- Theatrical poster
- Directed by: Jim McBride
- Written by: Lorenzo Mans Rudy Wurlitzer Jim McBride
- Produced by: Sidney Glazier
- Starring: Steve Curry Shelley Plimpton Woody Chambliss Garry Goodrow
- Cinematography: Alan Raymond
- Edited by: Jack Baran Mike Levine
- Distributed by: Universal Marion Corporation (UMC)
- Release date: 1971;
- Running time: 93 minutes
- Country: United States
- Language: English
- Budget: $480,000

= Glen and Randa =

Glen and Randa is a 1971 American post-apocalyptic science fiction drama film directed by Jim McBride. It was co-written by McBride, Lorenzo Mans and Rudy Wurlitzer. McBride made the film for $480,000 with an obscure cast including Steve Curry, Shelley Plimpton, Woodrow Chambliss and Gary Goodrow.

==Synopsis==
Decades after a nuclear war has devastated the Earth and left the survivors as scavengers, a young couple named Glen and Randa, who come from a close knit tribe in a rural area, set out to discover the remains of the world that came before them.

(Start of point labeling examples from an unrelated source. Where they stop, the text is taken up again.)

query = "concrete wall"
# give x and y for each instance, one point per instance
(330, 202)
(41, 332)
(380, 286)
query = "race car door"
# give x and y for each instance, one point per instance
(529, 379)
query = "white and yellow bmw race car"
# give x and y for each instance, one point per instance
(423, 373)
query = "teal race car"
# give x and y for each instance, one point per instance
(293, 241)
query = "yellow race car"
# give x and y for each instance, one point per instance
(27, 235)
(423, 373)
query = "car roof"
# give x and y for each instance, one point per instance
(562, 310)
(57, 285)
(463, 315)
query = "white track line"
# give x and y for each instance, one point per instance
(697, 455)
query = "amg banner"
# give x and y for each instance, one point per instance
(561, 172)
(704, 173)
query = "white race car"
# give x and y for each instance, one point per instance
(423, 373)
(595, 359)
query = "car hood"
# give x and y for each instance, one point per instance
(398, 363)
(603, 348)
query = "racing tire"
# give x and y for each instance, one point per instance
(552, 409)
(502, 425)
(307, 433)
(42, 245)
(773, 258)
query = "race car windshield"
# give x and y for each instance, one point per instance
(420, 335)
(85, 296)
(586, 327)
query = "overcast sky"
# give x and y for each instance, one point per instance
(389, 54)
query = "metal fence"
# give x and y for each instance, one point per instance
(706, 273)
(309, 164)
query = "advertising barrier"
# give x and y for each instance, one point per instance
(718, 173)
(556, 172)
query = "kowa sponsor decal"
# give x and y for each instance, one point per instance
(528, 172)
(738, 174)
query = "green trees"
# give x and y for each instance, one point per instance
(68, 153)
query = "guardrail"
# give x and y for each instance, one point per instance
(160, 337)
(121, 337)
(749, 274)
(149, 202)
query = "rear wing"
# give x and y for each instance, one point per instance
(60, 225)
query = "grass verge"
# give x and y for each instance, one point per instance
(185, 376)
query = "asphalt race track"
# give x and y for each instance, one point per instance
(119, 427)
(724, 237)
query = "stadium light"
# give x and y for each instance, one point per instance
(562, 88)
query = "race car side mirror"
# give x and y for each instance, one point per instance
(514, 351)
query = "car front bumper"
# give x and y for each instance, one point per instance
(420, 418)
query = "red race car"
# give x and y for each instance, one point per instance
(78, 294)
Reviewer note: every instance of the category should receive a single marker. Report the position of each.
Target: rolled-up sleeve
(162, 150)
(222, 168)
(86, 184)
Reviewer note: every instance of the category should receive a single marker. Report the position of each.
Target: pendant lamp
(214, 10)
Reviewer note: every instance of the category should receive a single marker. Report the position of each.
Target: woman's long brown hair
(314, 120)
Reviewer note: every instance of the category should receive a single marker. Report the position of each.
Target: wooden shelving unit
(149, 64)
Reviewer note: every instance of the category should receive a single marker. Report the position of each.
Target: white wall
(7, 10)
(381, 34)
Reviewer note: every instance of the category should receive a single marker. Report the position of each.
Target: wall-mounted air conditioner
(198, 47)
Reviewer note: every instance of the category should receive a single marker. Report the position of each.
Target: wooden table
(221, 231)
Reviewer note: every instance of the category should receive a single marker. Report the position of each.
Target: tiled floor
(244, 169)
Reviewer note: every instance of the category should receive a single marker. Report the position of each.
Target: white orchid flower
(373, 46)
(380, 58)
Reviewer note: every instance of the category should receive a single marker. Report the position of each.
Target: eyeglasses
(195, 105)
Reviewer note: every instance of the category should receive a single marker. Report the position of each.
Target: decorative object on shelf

They know nothing of the outside world, except that Glen has read about and seen pictures of a great city in some old comic books and he and Randa set out to find this city.

==Cast==
- Steve Curry as Glen (as Steven Curry)
- Shelley Plimpton as Randa
- Woodrow Chambliss as Sidney Miller
- Garry Goodrow as Magician

==Reception==
The movie received generally favorable reviews. Time magazine rated the movie one of the top 10 of 1971 and stated, “'Glen and Randa' is one of the best and most original American films of the year". Time magazine also wrote, "there is no disputing his distinctive cinematic flair or the definitive excellence of his relatively unknown actors". The New York Times stated, Glen and Randa' is neither a successful nor an entertaining movie, but it is sober, and what mind it has is high. Thus I'm completely mystified by the X rating that has been attached to it, apparently because of its nudity and love-making. They might be thought obscene only by stretching a censor's imagination."